Kybele Anadolu’dan çıkmış bir tanrıçadır.  İlkçağ toplumlarının anaerkil yapılarında, Kibele doğanın dişil gücünü, yaşamın döngüsü ve toprağın bereketini temsili olmuştur.

Kybele'nin bu saf ve güçlü imgesi, zamanla farklı medeniyetlerin etkisiyle yeni anlamlar kazanmış özellikle Helenistik dönemde Kybele, Yunan panteonuna bütünleşmiş olarak karşımıza çıkar o da Artemis’tir.
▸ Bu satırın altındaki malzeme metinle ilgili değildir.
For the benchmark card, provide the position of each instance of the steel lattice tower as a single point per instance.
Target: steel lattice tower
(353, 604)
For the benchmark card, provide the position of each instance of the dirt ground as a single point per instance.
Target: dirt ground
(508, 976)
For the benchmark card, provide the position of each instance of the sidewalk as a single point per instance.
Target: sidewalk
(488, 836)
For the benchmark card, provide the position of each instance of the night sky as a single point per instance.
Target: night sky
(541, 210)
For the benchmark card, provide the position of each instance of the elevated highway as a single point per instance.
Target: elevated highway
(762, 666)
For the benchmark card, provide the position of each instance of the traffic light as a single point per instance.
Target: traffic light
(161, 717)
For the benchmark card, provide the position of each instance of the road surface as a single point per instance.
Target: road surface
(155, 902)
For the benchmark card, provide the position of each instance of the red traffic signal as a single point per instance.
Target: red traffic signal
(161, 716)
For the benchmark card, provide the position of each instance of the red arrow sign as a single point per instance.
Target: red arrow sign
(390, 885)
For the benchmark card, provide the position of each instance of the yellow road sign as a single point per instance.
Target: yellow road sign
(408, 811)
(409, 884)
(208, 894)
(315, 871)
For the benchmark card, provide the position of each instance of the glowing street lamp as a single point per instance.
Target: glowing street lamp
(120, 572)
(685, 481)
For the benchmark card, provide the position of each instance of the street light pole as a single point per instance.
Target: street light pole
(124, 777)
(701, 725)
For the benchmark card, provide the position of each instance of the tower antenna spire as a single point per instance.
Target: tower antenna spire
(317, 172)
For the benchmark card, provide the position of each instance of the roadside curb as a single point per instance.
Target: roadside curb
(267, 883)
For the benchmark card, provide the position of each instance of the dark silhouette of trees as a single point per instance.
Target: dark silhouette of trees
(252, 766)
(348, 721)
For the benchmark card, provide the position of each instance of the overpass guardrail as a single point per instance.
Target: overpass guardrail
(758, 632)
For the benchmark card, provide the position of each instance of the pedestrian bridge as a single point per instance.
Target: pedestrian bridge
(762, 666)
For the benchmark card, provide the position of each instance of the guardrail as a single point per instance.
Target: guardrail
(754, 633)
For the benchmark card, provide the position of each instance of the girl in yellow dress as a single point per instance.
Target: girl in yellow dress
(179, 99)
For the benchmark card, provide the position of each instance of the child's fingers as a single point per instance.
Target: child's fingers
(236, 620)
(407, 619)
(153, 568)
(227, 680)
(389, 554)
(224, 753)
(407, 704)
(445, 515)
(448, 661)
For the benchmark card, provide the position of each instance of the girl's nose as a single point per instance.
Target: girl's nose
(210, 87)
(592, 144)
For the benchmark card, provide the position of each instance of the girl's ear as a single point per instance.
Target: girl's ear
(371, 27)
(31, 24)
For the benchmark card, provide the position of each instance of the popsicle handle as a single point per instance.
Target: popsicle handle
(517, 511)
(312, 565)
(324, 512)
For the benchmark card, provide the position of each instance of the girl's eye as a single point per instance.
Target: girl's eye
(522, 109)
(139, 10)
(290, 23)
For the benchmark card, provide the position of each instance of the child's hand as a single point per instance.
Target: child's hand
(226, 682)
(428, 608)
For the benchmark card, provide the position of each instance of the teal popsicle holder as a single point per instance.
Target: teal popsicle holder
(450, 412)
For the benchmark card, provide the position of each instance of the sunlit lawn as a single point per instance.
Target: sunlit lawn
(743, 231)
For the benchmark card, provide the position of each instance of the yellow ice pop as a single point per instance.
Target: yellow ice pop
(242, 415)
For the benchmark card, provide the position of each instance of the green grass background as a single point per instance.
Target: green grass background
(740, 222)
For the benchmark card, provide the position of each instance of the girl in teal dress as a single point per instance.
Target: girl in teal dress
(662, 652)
Modern dünyaya geldiğimizde ise Kibele'nin değişimi, geçmişin mitolojik figürlerinin nasıl modern anlatılarla yeniden canlandığının bir örneği haline gelmiştir. Kybele günümüzde kadın hareketlerinin içinde yer almış, biçimlenmiştir.

Ana tanrıça, yalnızca doğurganlığın değil, aynı zamanda kadın gücünün, bağımsızlığın ve doğa ile uyumlu bir yaşamın da bir simgesi anlamına gelmiş, günümüzde üretkenliği ile dikkat çekmiştir.

Karşımıza bir soru çıkıyor. Kybele'nin bu dönüşümü, onu özü itibariyle anlamaktan bizi uzaklaştırıyor mu? Kybele'yi sadece bir ilk örnek ya da çağdaş bir simge olarak görmenin ötesinde, onu tarihsel bağlamında da ele almalıdır.

Anadolu'nun zengin kültürel mirasını hatırlamalıyız gerekiyor çünkü Kybele, yalnızca bir tanrıça değil, aynı zamanda bu topraklarda yaşayan insanların doğa ile kurduğu ilişkinin, toplumsal yapılarının ve dünyayı algılama biçimlerinin bir yansıması olarak değerlendiriliyor.

Kybele'yi anarken, onun geçmişten günümüze uzanan bu dönüşüm yolculuğunda taşıdığı anlamları derinlemesine düşünmek gerekiyor. Çünkü Kybele’nin değişimi, yalnızca eski ve kökleşmiş bir tanrıçanın değil, insanlık tarihinin ve kültürel dönüşümün bir aynası olmuştur.